“那我们现在就守岁吧!”蕙眼睛亮晶晶的,“讲故事!西瓜瓤姐姐讲!”
突然被点名的赤飒动作一顿。她看了看蕙期待的眼神,又看了看山宗看好戏的表情,沉默片刻,缓缓开口。
“从前,”她的声音低沉平缓,“有一只猫。她丢了一颗很重要的牙。”
蕙托着腮,听得认真。
“那颗牙,被一个人类小女孩捡到了。”赤飒继续说,“小女孩不知道那是什么,只觉得好看,就握在手心里。后来……她一直握着,握了很久很久。”
山洞里安静下来,只有柴火噼啪的声响。
“后来呢?”蕙小声问。
“后来,”赤飒的目光落在蕙脸上,又移开,“猫找到了小女孩。她们……一起过了很多个年。”
故事很短,没头没尾。山宗却听得愣住了,他看看姐姐,又看看懵懂的蕙,忽然觉得鼻子有点酸。

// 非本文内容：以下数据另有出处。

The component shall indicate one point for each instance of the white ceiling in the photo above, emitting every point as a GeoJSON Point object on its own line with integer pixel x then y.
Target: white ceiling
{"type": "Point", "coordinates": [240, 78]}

“什么嘛……”他嘟囔着,揉了揉眼睛,“大过年的,讲这么简略的故事……我来我来!我给你们讲个热闹的!”
于是后半夜,在山宗滔滔不绝的故事声和蕙时不时的惊呼声中,时间悄悄流淌。
接近子时,蕙已经困得东倒西歪,却还强撑着不肯睡。山宗也说得口干舌燥,灌了一大杯水。
赤飒起身,走到洞口,掀开挡风的皮帘。风雪不知何时已经停了,夜空如洗,一轮皎月高悬,清辉洒在雪地上,映得天地一片澄明。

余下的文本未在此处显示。